抄録
サゴヤシデンプンを水産ねり製品に利用することを目的として,スケトウダラ冷凍すり身の直接加熱(80℃,20分)及び二段加熱(30℃,30分−80℃,20分)法によるゲルの物性に及ぼすサゴヤシデンプンの影響を馬鈴薯デンプンと比較・検討した.
両加熱ゲルの破断強度,破断伸び及びゲル強度はサゴヤシデンプン添加量が増すことによって増加したが,馬鈴薯デンプン添加の場合より,その効果は小さかった.また, 二段加熱における30℃での予備加熱の影響はゲルの物性値を大としたが,両デンプンの効果に対する影響はほとんどないものと判断した.

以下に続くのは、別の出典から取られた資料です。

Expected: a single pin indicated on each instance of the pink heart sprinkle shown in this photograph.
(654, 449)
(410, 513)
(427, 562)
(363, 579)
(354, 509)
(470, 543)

すり身ゲルの色は,サゴヤシデンプンを添加したゲルの方が馬鈴薯デンプン添加より明るく黄色味があった.
低真空走査型電子顕微鏡によりデンプンを添加したゲルの微細構造を観察したところ,すり身ゲルの網目構造の中にデンプン粒が見られ,サゴヤシデンプンの粒子は馬鈴薯デンプン粒子より小さかった.
以上の結果ならびにサゴヤシデンプンの膨潤度が馬鈴薯デンプンより小さいことから,サゴヤシデンプンによるゲル形成能の増加が馬鈴薯デンプンの場合よりも小さかったと推察した.